In a way, I'm tired of not knowing what breed she is. I am probably going to do a DNA test on her and see what breed she is.

Here's two pics - 

















The first picture - she was spayed, so hence the discoloration/lack of fur.


----------



## BigBlackDogGal (Mar 16, 2009)

I'm glad everyone else experiences this phenomenon! I'm always stopped by people on the street who ask me what kind of dog Rufus is. They don't seem to be happy with "mutt", "lab mix", or "big black dog". Maybe they'll be satisfied with Guatemalan Gazehound...


----------



## ambercober (Jan 1, 2009)

I'm always asked what kind of dog I have, pretty much by everyone who meets him *lol. And I can't count how many people have TOLD me what kind of dog he is from BC, to sheep dog to Bermese and an endles list... but he's 100% mutt from the SPCA *lol. They did see his mom when she came in with the pups and was a bit bigger then Taylor at about 100lbs otherwise he looks like her, the other dogs ended up solid black, short haired and giants *smiles*. I think he's part Landseer, but it's so hard to sell since his mom definitly wasn't pure bred and goodness knows the father was some dog that could jump a fence *LOL.


----------



## Independent George (Mar 26, 2009)

I have to admit, I always ask, too. My questions usually proceed in the same order:

1. Is that a boy-dog or a girl-dog?
2. What's his name?
3. How old is he?
4. Is he a [breed]/What kind of breed(s) he is?

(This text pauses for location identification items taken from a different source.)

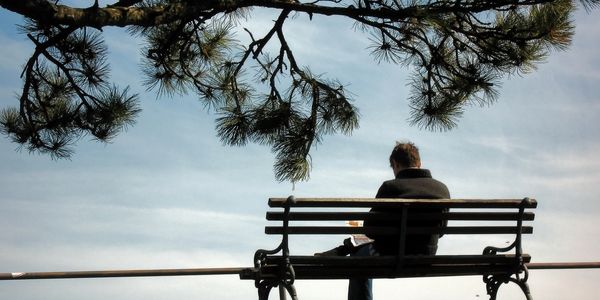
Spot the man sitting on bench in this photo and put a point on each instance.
(410, 182)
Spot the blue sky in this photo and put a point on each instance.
(168, 194)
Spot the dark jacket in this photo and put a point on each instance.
(411, 184)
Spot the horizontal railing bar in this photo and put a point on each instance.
(452, 216)
(563, 265)
(120, 273)
(379, 202)
(394, 230)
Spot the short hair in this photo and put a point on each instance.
(406, 154)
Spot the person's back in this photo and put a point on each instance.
(410, 183)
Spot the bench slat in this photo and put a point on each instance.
(394, 230)
(379, 202)
(391, 260)
(329, 272)
(453, 216)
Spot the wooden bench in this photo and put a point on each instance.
(476, 216)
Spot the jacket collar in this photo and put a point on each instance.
(413, 173)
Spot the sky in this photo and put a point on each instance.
(167, 194)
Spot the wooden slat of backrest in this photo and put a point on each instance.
(394, 230)
(391, 260)
(452, 216)
(379, 202)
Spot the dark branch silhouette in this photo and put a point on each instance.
(458, 50)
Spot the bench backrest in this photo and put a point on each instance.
(319, 212)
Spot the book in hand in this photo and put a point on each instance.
(358, 239)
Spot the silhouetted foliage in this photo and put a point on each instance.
(458, 50)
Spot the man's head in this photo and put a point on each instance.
(405, 155)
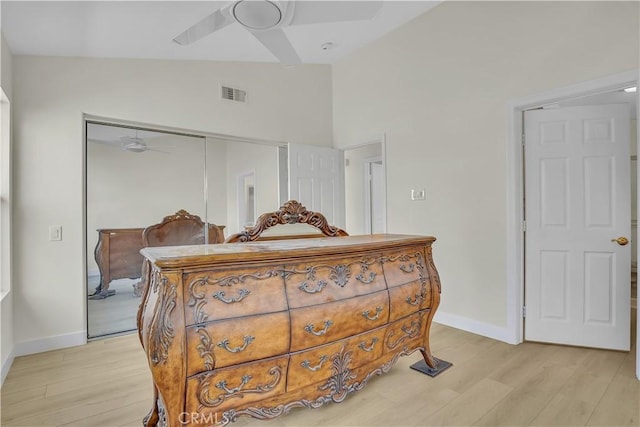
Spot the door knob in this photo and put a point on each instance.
(621, 241)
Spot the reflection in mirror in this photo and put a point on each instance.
(137, 178)
(229, 165)
(246, 199)
(365, 190)
(134, 178)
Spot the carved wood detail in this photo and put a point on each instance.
(162, 330)
(292, 212)
(197, 294)
(202, 311)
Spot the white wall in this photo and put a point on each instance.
(286, 104)
(6, 304)
(354, 191)
(438, 88)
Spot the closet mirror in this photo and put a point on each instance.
(180, 188)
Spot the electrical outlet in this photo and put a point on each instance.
(418, 194)
(55, 232)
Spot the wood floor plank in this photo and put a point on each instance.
(521, 406)
(108, 383)
(470, 405)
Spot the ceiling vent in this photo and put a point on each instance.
(233, 94)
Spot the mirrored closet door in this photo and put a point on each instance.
(136, 179)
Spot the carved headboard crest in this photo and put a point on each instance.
(292, 212)
(182, 215)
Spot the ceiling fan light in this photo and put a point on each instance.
(257, 15)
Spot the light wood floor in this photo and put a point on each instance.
(107, 383)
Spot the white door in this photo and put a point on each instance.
(577, 186)
(376, 215)
(316, 179)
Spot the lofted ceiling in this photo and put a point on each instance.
(146, 29)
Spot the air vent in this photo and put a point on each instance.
(233, 94)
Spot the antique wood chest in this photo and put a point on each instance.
(262, 327)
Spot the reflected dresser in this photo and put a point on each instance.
(262, 327)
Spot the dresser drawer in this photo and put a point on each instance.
(329, 280)
(408, 298)
(317, 365)
(404, 267)
(229, 342)
(226, 388)
(233, 292)
(409, 331)
(321, 324)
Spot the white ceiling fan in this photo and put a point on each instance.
(265, 19)
(132, 144)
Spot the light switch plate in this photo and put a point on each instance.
(418, 194)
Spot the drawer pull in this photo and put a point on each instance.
(363, 345)
(365, 314)
(309, 328)
(365, 280)
(305, 363)
(241, 295)
(408, 269)
(321, 284)
(418, 299)
(222, 385)
(248, 339)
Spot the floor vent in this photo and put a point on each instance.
(233, 94)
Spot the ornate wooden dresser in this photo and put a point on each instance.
(118, 256)
(259, 328)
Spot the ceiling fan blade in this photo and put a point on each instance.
(277, 42)
(214, 22)
(315, 12)
(103, 142)
(156, 150)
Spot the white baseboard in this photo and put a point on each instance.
(50, 343)
(6, 365)
(479, 328)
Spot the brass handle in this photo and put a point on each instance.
(622, 241)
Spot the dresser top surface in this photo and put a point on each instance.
(184, 256)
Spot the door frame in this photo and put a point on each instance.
(515, 186)
(368, 219)
(382, 140)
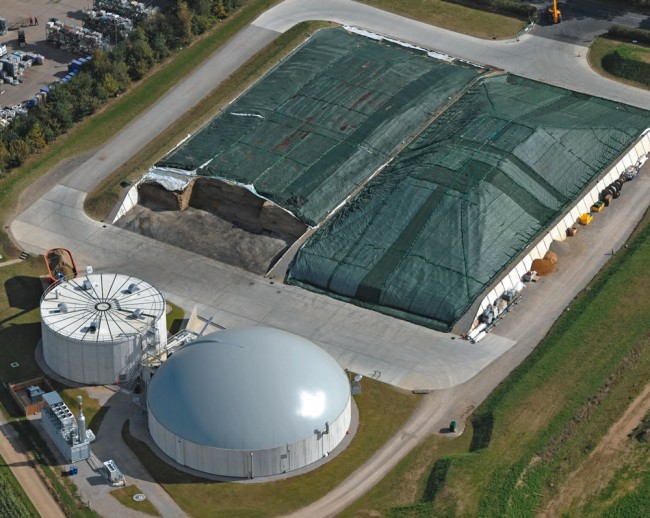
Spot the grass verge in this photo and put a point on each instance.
(602, 47)
(124, 495)
(383, 411)
(453, 17)
(13, 500)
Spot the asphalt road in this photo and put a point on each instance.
(563, 64)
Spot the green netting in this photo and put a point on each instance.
(434, 229)
(317, 126)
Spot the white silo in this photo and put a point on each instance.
(95, 327)
(249, 402)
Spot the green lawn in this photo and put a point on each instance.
(124, 495)
(13, 500)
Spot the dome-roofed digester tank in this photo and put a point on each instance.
(249, 402)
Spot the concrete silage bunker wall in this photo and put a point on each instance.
(559, 231)
(317, 126)
(435, 229)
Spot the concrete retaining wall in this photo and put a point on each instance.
(559, 231)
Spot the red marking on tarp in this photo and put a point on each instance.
(360, 100)
(301, 133)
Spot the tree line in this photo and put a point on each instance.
(110, 73)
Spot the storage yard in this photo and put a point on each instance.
(54, 66)
(58, 32)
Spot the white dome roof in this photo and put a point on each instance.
(248, 389)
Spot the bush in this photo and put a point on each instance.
(621, 64)
(627, 34)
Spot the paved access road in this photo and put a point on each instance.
(365, 341)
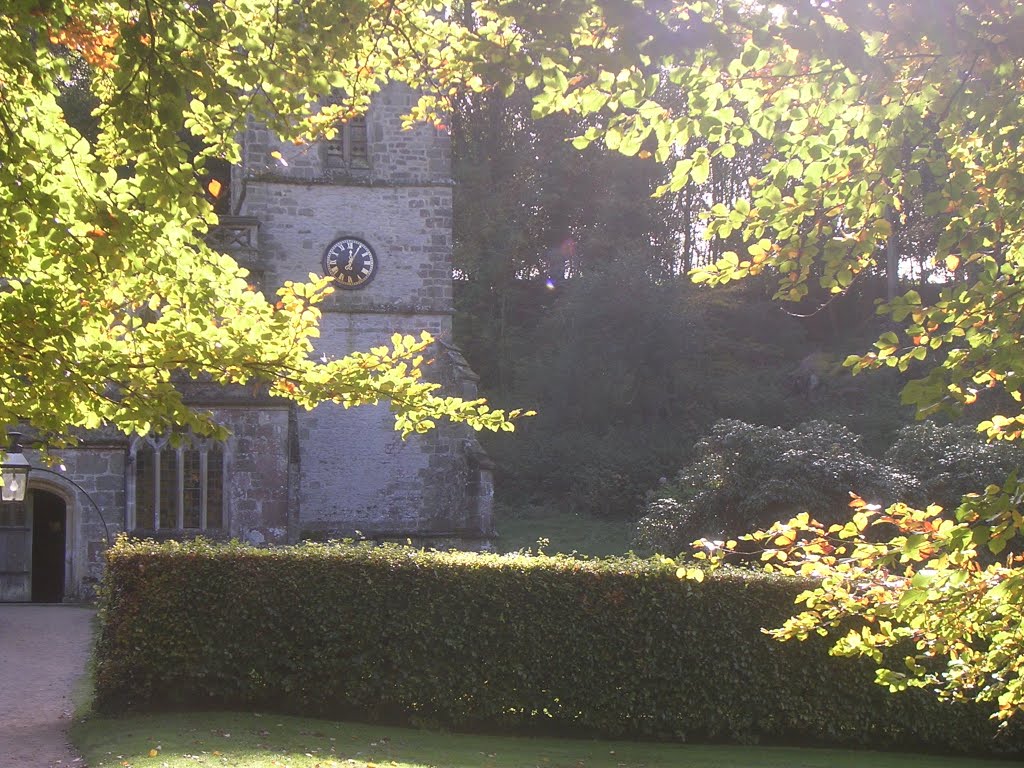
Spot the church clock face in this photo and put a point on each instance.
(351, 262)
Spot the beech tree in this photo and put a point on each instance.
(109, 292)
(865, 109)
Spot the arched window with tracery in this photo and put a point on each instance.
(176, 487)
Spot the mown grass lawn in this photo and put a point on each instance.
(248, 740)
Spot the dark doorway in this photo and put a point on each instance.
(49, 518)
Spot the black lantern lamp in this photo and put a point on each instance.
(14, 474)
(13, 471)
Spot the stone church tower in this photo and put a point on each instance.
(373, 209)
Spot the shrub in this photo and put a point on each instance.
(951, 461)
(616, 647)
(744, 477)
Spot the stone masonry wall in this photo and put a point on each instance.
(408, 227)
(99, 470)
(419, 156)
(257, 471)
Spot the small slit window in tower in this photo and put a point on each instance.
(349, 150)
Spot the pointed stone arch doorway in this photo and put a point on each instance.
(34, 548)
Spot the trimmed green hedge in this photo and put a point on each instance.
(617, 647)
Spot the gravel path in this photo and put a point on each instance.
(43, 649)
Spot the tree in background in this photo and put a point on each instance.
(868, 109)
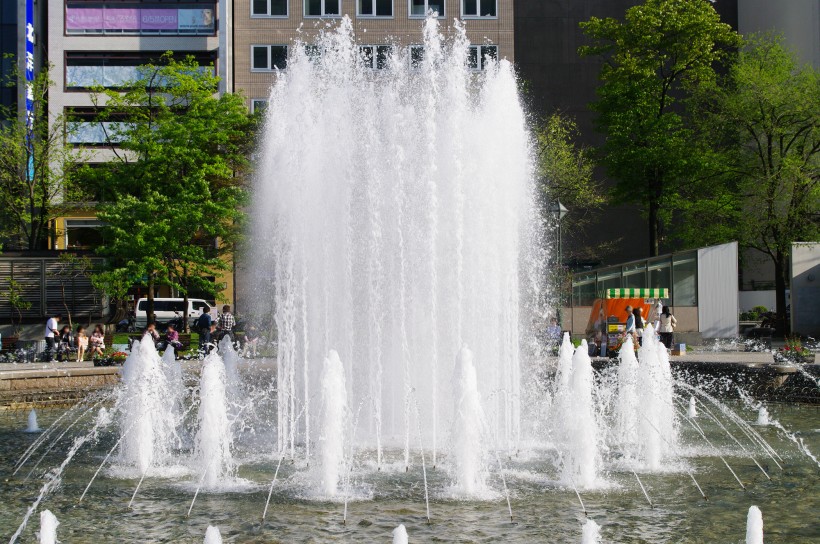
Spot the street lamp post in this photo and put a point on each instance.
(559, 211)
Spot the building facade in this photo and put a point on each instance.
(263, 30)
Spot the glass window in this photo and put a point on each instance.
(416, 56)
(269, 57)
(419, 8)
(269, 8)
(259, 104)
(684, 277)
(660, 276)
(376, 57)
(479, 8)
(322, 8)
(375, 8)
(479, 56)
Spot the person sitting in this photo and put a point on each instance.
(82, 343)
(151, 330)
(97, 341)
(66, 344)
(171, 339)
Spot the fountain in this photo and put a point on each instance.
(591, 532)
(334, 415)
(395, 222)
(212, 535)
(48, 527)
(400, 535)
(214, 440)
(762, 416)
(468, 448)
(32, 426)
(754, 526)
(577, 423)
(146, 410)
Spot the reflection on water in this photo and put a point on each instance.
(543, 510)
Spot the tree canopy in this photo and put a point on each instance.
(653, 61)
(763, 120)
(36, 164)
(181, 159)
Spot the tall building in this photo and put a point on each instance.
(265, 29)
(103, 43)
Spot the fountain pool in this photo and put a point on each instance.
(395, 223)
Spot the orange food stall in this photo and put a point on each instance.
(607, 321)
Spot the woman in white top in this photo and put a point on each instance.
(667, 327)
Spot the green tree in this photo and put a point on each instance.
(181, 159)
(566, 174)
(652, 62)
(35, 167)
(764, 119)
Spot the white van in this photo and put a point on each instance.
(167, 309)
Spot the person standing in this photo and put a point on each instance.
(51, 335)
(82, 343)
(630, 323)
(667, 327)
(638, 313)
(203, 325)
(226, 323)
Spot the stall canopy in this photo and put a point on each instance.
(638, 293)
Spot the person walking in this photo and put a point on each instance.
(203, 326)
(51, 335)
(667, 327)
(226, 323)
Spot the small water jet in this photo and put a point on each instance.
(32, 422)
(334, 411)
(400, 535)
(578, 432)
(468, 446)
(763, 416)
(212, 535)
(693, 408)
(146, 406)
(591, 533)
(214, 440)
(754, 526)
(48, 527)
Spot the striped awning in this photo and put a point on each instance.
(638, 293)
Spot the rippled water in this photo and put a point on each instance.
(543, 511)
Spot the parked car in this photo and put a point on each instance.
(169, 309)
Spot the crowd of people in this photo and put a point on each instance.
(63, 344)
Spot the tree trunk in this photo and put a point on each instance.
(185, 325)
(150, 309)
(654, 218)
(780, 284)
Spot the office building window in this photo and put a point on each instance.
(419, 8)
(479, 8)
(269, 8)
(376, 57)
(479, 56)
(259, 104)
(269, 57)
(375, 8)
(323, 8)
(416, 56)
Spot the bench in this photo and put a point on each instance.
(184, 339)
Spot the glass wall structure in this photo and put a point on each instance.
(677, 272)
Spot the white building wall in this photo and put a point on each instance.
(805, 288)
(718, 291)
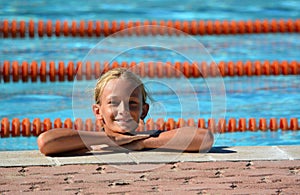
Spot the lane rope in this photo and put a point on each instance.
(24, 127)
(60, 71)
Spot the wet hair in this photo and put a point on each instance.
(117, 73)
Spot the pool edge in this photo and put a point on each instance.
(240, 153)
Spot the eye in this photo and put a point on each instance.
(113, 102)
(133, 104)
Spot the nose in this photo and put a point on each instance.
(123, 109)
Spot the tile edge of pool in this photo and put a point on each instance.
(240, 153)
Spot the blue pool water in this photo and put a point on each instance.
(246, 97)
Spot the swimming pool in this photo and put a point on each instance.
(246, 97)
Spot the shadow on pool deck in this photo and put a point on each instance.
(223, 170)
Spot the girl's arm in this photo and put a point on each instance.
(185, 139)
(66, 140)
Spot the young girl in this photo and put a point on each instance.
(120, 104)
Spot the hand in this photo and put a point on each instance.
(135, 145)
(122, 139)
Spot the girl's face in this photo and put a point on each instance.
(121, 106)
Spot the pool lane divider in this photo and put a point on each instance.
(17, 127)
(60, 71)
(83, 28)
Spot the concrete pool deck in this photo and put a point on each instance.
(223, 170)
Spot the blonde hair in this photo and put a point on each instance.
(115, 74)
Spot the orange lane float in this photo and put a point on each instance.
(60, 71)
(16, 127)
(98, 28)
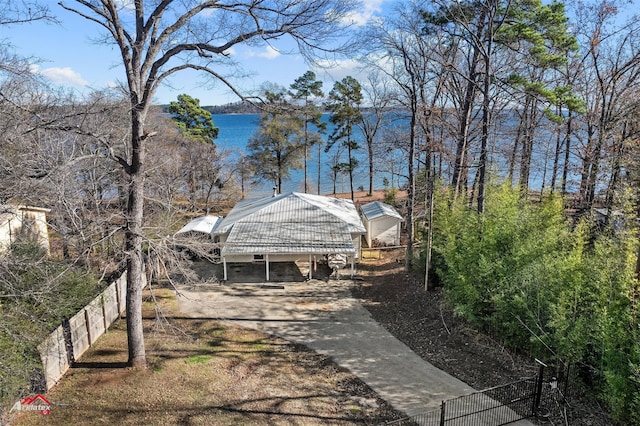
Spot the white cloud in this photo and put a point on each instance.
(268, 52)
(361, 17)
(63, 76)
(336, 71)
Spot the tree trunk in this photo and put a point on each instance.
(133, 243)
(565, 166)
(411, 190)
(460, 169)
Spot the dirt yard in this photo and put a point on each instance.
(204, 372)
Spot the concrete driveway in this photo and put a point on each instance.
(323, 315)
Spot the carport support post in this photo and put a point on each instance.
(353, 266)
(224, 268)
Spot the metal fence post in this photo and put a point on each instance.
(536, 402)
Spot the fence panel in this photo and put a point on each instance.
(110, 303)
(79, 334)
(54, 356)
(95, 319)
(69, 341)
(122, 292)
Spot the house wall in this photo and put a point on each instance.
(29, 222)
(384, 229)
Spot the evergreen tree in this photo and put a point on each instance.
(306, 89)
(278, 145)
(344, 104)
(193, 121)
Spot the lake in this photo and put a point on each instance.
(235, 130)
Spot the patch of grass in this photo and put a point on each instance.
(199, 359)
(206, 372)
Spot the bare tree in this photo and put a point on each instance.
(409, 63)
(378, 97)
(163, 38)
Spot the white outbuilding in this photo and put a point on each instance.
(289, 227)
(202, 224)
(382, 222)
(23, 221)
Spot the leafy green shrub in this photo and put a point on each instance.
(562, 294)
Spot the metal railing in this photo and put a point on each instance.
(495, 406)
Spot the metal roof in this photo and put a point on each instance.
(294, 206)
(378, 209)
(288, 238)
(291, 223)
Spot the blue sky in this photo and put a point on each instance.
(69, 55)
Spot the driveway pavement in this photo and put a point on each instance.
(324, 316)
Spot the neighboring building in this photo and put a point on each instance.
(202, 224)
(382, 222)
(290, 227)
(17, 222)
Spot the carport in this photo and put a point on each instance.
(290, 227)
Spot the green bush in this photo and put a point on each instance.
(562, 294)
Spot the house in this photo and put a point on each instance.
(17, 222)
(289, 227)
(382, 222)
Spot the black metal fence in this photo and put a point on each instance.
(496, 406)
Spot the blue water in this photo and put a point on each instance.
(235, 130)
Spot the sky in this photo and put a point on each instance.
(68, 55)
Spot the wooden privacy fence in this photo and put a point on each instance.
(72, 338)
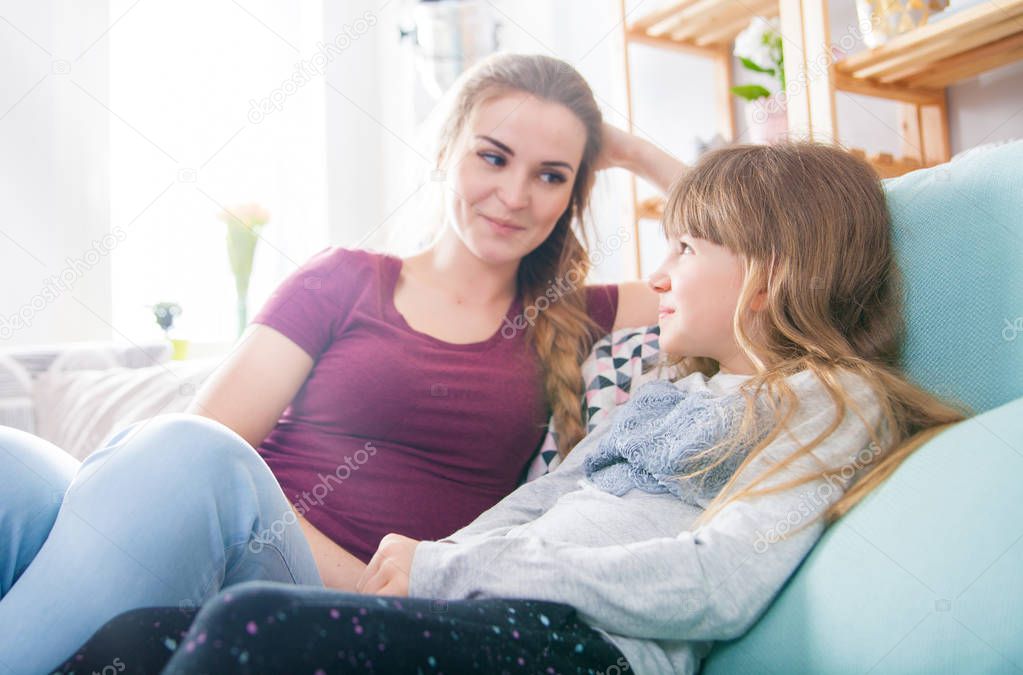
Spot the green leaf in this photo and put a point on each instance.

I typically answer that my girl is a 'Purebred Mutt', then play the guessing game. I don't generally take offense unless they say she's 'just' a mutt (after which I usually offer a brief lesson in genetics and evolutionary biology - free of charge!). I actually don't even know how old she is, as she was brought in as a stray by the rescue group, so I can really only answer two of my own questions.


----------



## Dunixi (Mar 16, 2009)

I had a toy poodle/doxie mix (we think) when I was little and when people would ask what she was I (in my 4 year old wisdom) would say, straight faced, "Great Dane." She had been raised around Danes, and even at 6 lbs thought she was a big dog.

When people ask what Tiberius is, I tell them he is Husky and Take-A-Guess. Most people take a guess, I add it to my list. And if I ever have DNA testing done, we'll see who was right.


----------



## ThoseWordsAtBest (Mar 18, 2009)

We get it with our Elkhound all the time. One lady who stopped by my boyfriend's parent's house asked what kind of dog he was, we told her, and she still insisted he must be an Akita mix because he had a curly tail. So I said "Yes, because of that tail, he can't be a purebred Elkhound, he's part Akita, Shar Pei, Pug, and pig!" (I wouldn't degrade anyone else, but I don't like this woman.) 

We tell people our mutt is a Doster Hound Yelper and most, if not all, buy it. Doster is a lake she likes to swim in, she's a hound of sorts, and she barks when excited.


----------



## Best*In*Show (Mar 14, 2009)

Oh, it seems to be a universal experience, then.  Maybe we should all just make up a breed, lol -- it seems to be working great for those that do. 

I love the pics, too -- such great dogs!! 

I'm going to get the DNA blood test at her vet next year -- they keep improving the test, so I figure if I wait a year it will be even more accurate with more breeds' DNA available for typing!!

In the meantime, maybe she's a "Guatamalan Terrior". (I love it when people misspell Terrier, it looks so fierce, hehehe).


----------



## Corteo (Jan 7, 2009)

RonE! LOL! you had me *dieing!*


----------



## Laurelin (Nov 2, 2006)

> I know how you feel BestInShow -
> 
> I've been to the dog parks 4 or 5 times within the last two weeks. I get no more than 10 people each time asking me what breed my dog is. They all tell me that she's unique, different and very beautiful. I tell them that I don't know. They keep guessing what breed she is. The most common is Border Collie (a*lthough she has shorter fur*)...but miniaturized. I got her from a shelter and was told that she's a terrier mix. I don't think so because she does seem to herd dogs at the dog parks and loves to run and play chase.



Border collies come in smooth coats!

http://sheepdogsforsale.com/photos/Pridee/Pridee 06.jpg
http://www.tekonevasbordercollies.com/Tommy/images/tommy_mother.jpg


----------



## GeorgeGlass (Jun 5, 2008)

ThoseWordsAtBest said:


> We get it with our Elkhound all the time. One lady who stopped by my boyfriend's parent's house asked what kind of dog he was, we told her, and she still insisted he must be an Akita mix because he had a curly tail. So I said "Yes, because of that tail, he can't be a purebred Elkhound, he's part Akita, Shar Pei, Pug, and pig!" (I wouldn't degrade anyone else, but I don't like this woman.)
> 
> We tell people our mutt is a Doster Hound Yelper and most, if not all, buy it. Doster is a lake she likes to swim in, she's a hound of sorts, and she barks when excited.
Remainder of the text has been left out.